I did yesterday a nightly bar tour, just walking for a couple of local (non-touristic) bars, at the chinese allys by the harbour, and having one beer at each bar.
They play here games in their bars. Most commonly, the locals order a six-pack, which is a metal busket full of ice, in which six beer bottles float, and play this nice game: they have a can with five dices, which they throw on the table, and every one has to say the total sum of the numbers on the dices (there are variations: sometimes they say how many dices came out with a specific number, or they compete for some other aspect - in one version, ‘1′ has the role of a joker, and you need to get a good hand). In all the variation, the round ends with someone drinking beer (I don’t know if it’s the winner of the loser). Another nice bar game they have is that everyone pulls out his hand with a few fingers stretched, and they have to shout as quickly as possible the total number of stretched fingers. Again, the looser drinks.
Karaoke is also a common practice in the bars here, though all the songs are in chinese (which adds an oriental flavor to the experience). The beers, however, are mostly european (’Carlsberg’, ‘Heineken’, etc. are very common. I also had a beer called ‘blue girl’, which I didn’t know before, but I guess it’s also european).
From all the above, you probably understand that there’s much noise in the bars here - the dices shaking in the metal cans, the people shouting, the background music; however, the air is extremely clean - almost no one smokes here! Maybe it has something to do with the fact that cigarette packs here come with printed warnings (the usual ‘cigarette causes cancer’, ‘cigarette harms your children’, etc.) that are printed the size of HALF THE PACK. So when someone looks for cigarettes, they first see the huge warning, and only later - in small writings - the brand of the cigarette.

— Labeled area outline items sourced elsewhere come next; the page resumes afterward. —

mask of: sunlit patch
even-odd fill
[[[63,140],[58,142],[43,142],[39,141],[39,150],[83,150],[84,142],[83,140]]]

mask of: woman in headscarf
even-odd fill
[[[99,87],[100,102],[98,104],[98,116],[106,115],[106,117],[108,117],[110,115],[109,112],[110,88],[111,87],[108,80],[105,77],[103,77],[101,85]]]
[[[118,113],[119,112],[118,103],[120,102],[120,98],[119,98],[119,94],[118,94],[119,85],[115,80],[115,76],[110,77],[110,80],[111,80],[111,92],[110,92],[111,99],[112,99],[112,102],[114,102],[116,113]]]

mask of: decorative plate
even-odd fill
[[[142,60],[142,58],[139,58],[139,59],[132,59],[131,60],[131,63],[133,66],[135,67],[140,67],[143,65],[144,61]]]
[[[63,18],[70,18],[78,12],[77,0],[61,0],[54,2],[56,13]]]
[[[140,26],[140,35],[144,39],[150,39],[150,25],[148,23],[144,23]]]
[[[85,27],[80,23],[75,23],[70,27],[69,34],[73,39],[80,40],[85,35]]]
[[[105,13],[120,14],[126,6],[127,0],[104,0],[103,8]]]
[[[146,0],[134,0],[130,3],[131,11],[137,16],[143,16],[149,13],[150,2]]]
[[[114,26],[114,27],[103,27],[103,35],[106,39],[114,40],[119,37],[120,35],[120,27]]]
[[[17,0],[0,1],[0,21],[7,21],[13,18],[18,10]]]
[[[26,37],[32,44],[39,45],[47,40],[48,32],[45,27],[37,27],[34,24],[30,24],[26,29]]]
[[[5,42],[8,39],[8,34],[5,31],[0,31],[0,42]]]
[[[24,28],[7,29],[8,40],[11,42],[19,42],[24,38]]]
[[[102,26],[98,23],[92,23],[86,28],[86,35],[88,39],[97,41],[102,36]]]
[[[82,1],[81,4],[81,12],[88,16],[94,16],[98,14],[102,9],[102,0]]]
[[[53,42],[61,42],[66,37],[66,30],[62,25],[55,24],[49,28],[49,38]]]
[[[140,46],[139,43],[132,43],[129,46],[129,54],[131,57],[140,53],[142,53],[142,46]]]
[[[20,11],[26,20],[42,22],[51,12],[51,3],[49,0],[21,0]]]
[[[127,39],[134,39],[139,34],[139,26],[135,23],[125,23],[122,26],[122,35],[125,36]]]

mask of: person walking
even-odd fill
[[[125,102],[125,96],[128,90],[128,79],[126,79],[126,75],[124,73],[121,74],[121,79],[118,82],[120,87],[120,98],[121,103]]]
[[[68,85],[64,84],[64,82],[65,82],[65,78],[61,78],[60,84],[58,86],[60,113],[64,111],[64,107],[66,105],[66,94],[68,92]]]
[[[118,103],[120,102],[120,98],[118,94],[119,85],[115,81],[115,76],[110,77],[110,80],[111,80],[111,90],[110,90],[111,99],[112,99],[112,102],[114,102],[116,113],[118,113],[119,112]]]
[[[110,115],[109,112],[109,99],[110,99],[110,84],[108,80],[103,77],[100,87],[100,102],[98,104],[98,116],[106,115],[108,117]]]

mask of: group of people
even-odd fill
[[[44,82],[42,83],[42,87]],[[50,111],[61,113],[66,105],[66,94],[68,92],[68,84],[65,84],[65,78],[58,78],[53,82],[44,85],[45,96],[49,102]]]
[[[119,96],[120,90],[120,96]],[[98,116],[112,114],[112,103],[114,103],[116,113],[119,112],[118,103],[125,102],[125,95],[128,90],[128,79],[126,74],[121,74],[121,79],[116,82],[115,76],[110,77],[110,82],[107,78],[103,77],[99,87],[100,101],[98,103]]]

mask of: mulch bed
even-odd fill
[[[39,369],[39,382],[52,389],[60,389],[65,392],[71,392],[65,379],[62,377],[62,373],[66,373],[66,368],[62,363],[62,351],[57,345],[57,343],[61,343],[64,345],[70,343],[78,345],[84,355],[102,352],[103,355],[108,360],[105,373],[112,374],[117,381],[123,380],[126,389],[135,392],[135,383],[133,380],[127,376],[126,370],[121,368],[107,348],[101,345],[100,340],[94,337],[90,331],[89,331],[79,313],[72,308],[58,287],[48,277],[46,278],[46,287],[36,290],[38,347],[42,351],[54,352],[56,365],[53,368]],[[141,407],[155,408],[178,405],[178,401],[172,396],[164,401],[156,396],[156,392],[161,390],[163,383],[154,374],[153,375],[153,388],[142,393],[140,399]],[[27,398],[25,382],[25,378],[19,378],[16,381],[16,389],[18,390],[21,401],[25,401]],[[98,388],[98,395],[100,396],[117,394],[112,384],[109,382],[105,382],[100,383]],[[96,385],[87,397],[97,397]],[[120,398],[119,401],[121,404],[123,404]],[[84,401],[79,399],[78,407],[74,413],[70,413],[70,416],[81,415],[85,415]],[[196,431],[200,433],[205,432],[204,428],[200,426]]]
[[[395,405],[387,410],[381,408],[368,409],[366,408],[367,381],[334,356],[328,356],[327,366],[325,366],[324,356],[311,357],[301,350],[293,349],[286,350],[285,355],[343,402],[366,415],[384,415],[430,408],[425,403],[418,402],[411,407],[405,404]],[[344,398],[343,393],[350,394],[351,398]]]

Hong Kong is trying unsuccessfully to diminish its British past. They still drive here at the left side, the streets have names like ‘prince Edward west’, and in many places there are signs in English (which is also widely spoken, almost everyone here knows English to some extent, even the bar tenders). However, in the small streets you can already find places that practice only chinese, like the Dim-Sum stall from yesterday.

I am now finishing my breakfast (an excellent Vanilla Latte they have here) and going to do some shopping.